I’m glad to have turned you on to ‘key’! I also used DSU in my Python code for years before getting into the habit of using a key-function. Idioms are hard habits to break. 🙂
Thursday, 25th June, 2009 at 9:21 pm
I’ve clearly got too complacent with my Python. With luck this Haskell study I’m doing (and the help I’m getting) will spruce up my approach to programming in general.
Tuesday, 30th June, 2009 at 5:29 am
The problem specification does not impose a requirement that the list elements be comparable, yet dsu does. Hence dsu can’t compare everything that sortByLength can. And when it can, dsu needlessly compares lists whenever they have the same length. Zip, which maps elements to (,) pairs, should be replaced by zipWith f, where f produces pairs that are compared only on first elements.
Tuesday, 30th June, 2009 at 5:41 am
Dear Doug
Thanks for your comment. I’ll look into zipWith.
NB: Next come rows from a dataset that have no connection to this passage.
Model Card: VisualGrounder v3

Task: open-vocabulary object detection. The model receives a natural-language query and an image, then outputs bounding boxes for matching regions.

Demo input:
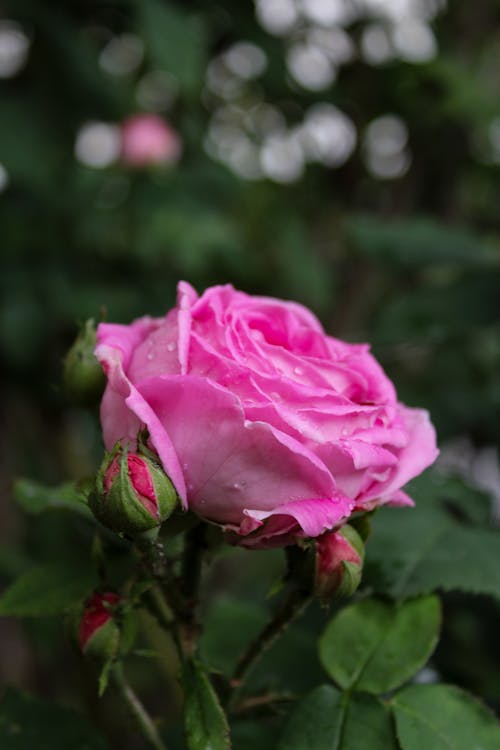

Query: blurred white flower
[0,20,30,78]
[74,122,121,168]
[287,43,337,90]
[99,33,143,76]
[301,103,357,166]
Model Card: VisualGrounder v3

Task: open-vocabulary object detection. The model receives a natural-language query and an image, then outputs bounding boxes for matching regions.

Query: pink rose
[95,282,438,548]
[120,114,182,167]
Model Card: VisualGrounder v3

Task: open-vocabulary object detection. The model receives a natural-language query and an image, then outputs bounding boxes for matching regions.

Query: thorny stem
[228,586,312,707]
[230,691,296,717]
[113,663,168,750]
[137,524,207,662]
[177,523,207,659]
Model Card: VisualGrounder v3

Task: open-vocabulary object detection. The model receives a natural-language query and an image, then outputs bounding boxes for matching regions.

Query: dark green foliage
[0,689,108,749]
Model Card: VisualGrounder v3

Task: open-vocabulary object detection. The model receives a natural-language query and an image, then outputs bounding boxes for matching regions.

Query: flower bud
[90,444,178,535]
[63,319,105,406]
[314,525,364,602]
[79,592,120,658]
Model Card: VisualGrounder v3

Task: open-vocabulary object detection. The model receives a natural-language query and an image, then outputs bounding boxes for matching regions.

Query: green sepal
[337,560,363,598]
[83,616,120,662]
[338,524,365,561]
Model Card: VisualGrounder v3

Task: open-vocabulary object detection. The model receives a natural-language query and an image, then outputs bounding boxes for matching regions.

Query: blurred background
[1,0,500,746]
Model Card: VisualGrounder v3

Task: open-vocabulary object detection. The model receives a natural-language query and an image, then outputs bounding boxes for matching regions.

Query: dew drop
[167,341,176,352]
[147,351,154,361]
[341,427,349,436]
[294,366,303,376]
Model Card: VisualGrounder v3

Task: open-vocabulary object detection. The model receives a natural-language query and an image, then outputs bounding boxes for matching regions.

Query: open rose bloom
[96,282,438,548]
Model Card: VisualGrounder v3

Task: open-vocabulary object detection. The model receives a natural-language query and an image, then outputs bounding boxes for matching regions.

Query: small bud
[64,319,105,406]
[90,444,178,535]
[79,592,120,658]
[314,525,364,603]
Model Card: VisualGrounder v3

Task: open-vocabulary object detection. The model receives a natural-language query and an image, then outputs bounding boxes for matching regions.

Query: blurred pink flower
[120,114,182,167]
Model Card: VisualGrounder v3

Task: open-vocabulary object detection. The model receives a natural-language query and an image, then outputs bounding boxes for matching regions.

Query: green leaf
[344,215,494,268]
[0,688,108,749]
[183,659,231,750]
[278,685,397,750]
[364,482,500,600]
[138,0,205,96]
[0,564,97,617]
[14,479,92,518]
[318,596,441,694]
[392,684,500,750]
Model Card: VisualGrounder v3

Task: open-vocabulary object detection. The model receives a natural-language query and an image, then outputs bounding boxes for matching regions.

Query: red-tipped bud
[90,443,178,535]
[79,592,120,656]
[314,525,364,602]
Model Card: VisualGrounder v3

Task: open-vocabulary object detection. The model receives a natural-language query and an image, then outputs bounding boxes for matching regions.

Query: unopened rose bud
[120,114,182,168]
[90,444,178,535]
[79,592,120,658]
[314,525,364,602]
[64,319,105,406]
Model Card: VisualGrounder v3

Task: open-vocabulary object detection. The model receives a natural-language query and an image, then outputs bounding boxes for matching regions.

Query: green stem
[228,587,312,706]
[177,523,206,659]
[180,522,206,602]
[113,663,168,750]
The rest of your comment I’m afriad I don’t understand. Surely list elements have to be comparable for sortByLength to compare their lengths?
> Hence dsu can’t compare everything that sortByLength can.
Could you give an example?
Tuesday, 30th June, 2009 at 11:11 am
If you look at the type for ‘dsu length’ and ‘sortByLength’:
dsu length :: (Ord a) => [[a]] -> [[a]]
sortByLength :: [[a]] -> [[a]]
sortByLength is completely polymorphic on ‘a’, so you can compare any type of list of lists.
The dsu version further requires that the elements be comparable (Ord a). For example, you couldn’t use it to sort lists of functions by length.
Tuesday, 30th June, 2009 at 12:56 pm
Doug, thanks for pointing this out; lumi, thanks for explaining.
How interesting! So,
dsuSortByLength a = map snd (sort (zip (map length a) a))
has to have the Ord context:
dsuSortByLength :: (Ord a) => [[a]] -> [[a]]
But the earlier version:
sortByLength a = sortBy (comparing length) a
has no such requirement:
sortByLength :: [[a]] -> [[a]]
Very interesting. I’ll have to look into why that is.
Friday, 3rd July, 2009 at 8:28 pm
Doug and lumi:
I’ve corrected dsuSortByLength:
dsuSortByLength :: [[a]] -> [[a]]
dsuSortByLength xs = map snd (sortBy (comparing fst) (zip (map length xs) xs))
Discussion here.
Thanks again
Ivan
Sunday, 4th October, 2009 at 2:21 am
I want to sort this list
[(Posicion,[Int])]
where type Posicion = (Int,Int)
by the lenght of [Int]
How can I do this??
Thanks : )
Tuesday, 6th October, 2009 at 11:51 am
Sebastian, Thanks for your comment.
Have you tried the techniques above (or in some of my later posts on this subject)? How did it go?